The following type signatures show the regular list sum function being generalized to all Foldable containers:

sum    ::  Num a             => [a] ­> a
F.sum :: (Foldable t, Num a) => t a ­> a

In the same way, Foldable.foldM generalizes monadic folding from lists to all Foldable containers:

foldM  :: Monad m  => 
    (b -> a -> m b) -> b -> [a] -> m b

F.foldrM :: (Foldable t, Monad m) => 
    (a -> b -> m b) -> b -> t a -> m b

as in

doSum = F.foldrM doPlus
  where 
    doPlus acc x = do
      putStrLn $ (show x) ++ " = " ++ (show acc) 
      return (acc + x)

main = doSum 0 aTree

All Foldable types can be expressed as lists by folding the (:) function over the Foldable data structure, for example:

main = do
  print $ F.toList aTree
  -- same as
  print $ F.foldr (:) [] aTree

This example shows that not all folding accumulates destructively.

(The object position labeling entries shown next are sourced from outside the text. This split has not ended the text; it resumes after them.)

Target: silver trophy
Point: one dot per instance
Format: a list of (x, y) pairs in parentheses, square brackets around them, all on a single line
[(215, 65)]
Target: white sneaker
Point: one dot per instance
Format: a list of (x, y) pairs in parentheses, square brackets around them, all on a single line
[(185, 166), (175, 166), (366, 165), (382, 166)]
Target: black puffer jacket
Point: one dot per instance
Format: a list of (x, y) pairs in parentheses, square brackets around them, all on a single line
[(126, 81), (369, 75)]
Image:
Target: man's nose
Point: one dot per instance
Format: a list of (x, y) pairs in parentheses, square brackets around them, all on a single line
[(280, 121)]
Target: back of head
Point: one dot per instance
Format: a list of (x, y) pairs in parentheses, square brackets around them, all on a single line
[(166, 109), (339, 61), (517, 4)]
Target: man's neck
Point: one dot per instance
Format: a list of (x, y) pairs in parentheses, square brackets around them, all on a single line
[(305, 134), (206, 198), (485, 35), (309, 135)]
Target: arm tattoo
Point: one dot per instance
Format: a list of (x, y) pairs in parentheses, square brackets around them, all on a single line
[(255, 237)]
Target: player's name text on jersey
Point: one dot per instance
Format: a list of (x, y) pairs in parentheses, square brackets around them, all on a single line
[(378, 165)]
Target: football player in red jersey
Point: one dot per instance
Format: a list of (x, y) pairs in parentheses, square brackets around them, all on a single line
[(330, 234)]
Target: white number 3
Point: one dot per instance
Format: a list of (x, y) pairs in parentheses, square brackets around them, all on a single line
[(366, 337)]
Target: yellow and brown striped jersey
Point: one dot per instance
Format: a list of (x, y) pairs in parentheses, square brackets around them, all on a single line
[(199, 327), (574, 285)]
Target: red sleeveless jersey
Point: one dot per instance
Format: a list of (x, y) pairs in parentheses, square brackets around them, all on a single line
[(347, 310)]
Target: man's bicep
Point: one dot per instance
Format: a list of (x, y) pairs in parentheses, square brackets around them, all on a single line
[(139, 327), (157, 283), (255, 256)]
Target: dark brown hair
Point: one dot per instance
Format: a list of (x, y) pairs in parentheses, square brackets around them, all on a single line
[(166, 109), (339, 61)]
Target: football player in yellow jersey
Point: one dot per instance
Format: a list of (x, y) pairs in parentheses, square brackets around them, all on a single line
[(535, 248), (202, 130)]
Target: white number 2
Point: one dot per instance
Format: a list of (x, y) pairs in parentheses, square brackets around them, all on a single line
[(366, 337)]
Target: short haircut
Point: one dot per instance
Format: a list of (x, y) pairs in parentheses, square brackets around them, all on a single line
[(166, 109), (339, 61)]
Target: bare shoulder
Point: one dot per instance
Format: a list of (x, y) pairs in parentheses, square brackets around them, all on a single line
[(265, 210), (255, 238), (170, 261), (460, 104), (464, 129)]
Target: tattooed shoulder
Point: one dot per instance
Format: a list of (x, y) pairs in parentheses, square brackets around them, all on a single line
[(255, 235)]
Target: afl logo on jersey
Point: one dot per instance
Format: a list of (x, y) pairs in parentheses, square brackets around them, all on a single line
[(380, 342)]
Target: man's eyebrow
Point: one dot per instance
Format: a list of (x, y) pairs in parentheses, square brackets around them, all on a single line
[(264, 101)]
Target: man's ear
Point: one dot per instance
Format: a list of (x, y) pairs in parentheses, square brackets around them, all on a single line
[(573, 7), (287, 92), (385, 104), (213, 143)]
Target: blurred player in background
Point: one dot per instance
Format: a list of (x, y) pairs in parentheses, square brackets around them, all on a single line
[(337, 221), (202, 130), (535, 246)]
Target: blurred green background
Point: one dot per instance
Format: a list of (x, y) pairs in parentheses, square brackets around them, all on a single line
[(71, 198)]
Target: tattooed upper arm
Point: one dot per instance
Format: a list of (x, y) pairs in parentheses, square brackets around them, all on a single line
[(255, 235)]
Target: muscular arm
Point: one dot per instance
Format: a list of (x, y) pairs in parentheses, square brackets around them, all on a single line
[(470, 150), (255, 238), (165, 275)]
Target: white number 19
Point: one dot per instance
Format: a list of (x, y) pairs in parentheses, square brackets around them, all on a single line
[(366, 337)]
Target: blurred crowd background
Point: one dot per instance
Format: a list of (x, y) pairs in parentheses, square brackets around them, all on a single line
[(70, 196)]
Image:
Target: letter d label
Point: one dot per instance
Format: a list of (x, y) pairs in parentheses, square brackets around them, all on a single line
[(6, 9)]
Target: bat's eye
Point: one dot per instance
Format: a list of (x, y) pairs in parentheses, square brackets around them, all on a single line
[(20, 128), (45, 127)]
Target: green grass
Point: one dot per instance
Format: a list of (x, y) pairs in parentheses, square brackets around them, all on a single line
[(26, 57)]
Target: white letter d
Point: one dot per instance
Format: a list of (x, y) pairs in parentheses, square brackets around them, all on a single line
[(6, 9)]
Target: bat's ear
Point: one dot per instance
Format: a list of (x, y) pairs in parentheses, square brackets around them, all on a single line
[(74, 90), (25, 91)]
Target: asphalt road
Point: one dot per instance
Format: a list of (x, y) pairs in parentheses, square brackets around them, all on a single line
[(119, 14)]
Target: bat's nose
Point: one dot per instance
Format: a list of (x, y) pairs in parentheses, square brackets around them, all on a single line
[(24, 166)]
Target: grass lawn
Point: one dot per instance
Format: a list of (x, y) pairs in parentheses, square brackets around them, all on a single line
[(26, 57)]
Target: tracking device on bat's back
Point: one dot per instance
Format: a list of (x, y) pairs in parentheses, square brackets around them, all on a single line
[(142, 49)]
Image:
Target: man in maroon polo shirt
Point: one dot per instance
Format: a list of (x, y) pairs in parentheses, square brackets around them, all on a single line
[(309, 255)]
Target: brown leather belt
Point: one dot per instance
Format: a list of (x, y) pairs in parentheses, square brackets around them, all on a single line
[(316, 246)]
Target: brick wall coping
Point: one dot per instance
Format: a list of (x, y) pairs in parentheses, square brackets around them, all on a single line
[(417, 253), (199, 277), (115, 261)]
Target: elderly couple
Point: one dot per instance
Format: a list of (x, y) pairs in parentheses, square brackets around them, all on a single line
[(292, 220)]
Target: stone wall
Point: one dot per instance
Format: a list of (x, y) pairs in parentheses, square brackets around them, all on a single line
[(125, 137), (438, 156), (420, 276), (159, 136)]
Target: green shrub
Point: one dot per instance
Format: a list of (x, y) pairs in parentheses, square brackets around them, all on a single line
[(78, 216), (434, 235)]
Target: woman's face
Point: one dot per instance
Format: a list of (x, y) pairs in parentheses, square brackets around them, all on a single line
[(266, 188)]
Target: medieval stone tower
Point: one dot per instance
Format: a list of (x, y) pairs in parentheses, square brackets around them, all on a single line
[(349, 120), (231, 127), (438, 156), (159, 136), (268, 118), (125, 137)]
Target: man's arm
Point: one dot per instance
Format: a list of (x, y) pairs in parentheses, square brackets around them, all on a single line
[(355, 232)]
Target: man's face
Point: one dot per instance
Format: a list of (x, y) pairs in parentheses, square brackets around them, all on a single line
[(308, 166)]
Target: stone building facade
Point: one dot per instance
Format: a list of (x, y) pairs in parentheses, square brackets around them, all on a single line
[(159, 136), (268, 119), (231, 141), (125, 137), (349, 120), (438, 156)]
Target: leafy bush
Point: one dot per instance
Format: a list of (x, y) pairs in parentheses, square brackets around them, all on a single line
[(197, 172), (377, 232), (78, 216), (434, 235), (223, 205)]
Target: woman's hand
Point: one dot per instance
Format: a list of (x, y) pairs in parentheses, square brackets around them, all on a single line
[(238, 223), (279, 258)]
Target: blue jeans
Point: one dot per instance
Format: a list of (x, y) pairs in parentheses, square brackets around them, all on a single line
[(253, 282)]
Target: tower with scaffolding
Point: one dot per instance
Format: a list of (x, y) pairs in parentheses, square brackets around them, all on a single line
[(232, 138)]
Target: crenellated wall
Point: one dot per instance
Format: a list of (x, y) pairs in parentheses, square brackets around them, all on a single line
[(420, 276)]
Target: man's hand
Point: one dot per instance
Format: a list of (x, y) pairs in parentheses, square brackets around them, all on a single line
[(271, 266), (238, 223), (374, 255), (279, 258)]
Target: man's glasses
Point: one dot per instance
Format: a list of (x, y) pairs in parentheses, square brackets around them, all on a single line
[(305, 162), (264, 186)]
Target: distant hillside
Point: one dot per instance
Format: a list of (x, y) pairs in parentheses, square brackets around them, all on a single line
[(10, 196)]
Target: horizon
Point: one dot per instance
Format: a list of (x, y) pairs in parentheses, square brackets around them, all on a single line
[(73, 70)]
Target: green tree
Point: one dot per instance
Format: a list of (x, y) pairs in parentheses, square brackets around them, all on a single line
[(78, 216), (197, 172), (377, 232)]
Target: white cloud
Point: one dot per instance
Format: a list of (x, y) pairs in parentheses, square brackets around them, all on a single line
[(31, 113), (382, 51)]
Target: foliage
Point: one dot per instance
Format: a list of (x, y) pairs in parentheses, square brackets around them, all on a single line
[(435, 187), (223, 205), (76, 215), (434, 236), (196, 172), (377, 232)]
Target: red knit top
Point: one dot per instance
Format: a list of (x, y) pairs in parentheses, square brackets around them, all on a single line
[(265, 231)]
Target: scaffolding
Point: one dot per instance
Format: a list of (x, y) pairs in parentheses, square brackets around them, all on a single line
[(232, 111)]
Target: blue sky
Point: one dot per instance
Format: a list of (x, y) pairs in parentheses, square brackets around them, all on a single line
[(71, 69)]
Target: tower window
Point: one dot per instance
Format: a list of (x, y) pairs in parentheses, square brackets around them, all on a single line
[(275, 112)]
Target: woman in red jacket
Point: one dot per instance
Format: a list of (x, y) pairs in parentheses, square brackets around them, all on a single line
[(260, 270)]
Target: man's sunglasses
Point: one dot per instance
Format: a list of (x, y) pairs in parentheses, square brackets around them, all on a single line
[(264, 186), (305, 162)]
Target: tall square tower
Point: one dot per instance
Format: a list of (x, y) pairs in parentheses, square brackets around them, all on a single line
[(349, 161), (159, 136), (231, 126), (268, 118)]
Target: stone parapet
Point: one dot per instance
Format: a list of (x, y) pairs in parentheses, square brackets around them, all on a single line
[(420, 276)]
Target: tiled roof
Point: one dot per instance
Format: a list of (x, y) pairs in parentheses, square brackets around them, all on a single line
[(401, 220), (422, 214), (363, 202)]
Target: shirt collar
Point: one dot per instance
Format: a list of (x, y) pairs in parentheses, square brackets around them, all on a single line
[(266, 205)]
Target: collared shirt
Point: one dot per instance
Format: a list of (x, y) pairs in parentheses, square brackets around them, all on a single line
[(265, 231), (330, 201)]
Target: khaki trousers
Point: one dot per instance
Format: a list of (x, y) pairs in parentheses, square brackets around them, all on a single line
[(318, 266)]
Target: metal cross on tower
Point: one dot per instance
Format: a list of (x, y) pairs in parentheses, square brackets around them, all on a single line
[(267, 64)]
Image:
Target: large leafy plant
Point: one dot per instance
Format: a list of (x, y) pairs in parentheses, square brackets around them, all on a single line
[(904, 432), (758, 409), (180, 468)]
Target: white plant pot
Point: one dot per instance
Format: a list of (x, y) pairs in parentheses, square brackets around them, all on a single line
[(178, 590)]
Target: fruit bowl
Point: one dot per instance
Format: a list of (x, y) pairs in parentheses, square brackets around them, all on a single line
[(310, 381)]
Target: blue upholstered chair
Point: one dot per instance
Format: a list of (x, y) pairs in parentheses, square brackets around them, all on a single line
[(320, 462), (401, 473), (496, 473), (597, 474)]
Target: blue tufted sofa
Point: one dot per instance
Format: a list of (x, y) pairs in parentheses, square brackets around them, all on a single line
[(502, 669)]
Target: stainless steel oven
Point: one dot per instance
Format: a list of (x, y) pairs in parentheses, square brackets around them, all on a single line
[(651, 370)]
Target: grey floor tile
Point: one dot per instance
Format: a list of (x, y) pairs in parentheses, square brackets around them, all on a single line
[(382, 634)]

Fold accumulates the input structure into a single Monoid value, but that single value might be a composite structure. In general, fold transforms a data structure (often radically).

However, both map and filter are special cases of fold, which makes fold the fundamental function of structured recursion.

Foldable generalizes folding from lists to arbitrary data structures.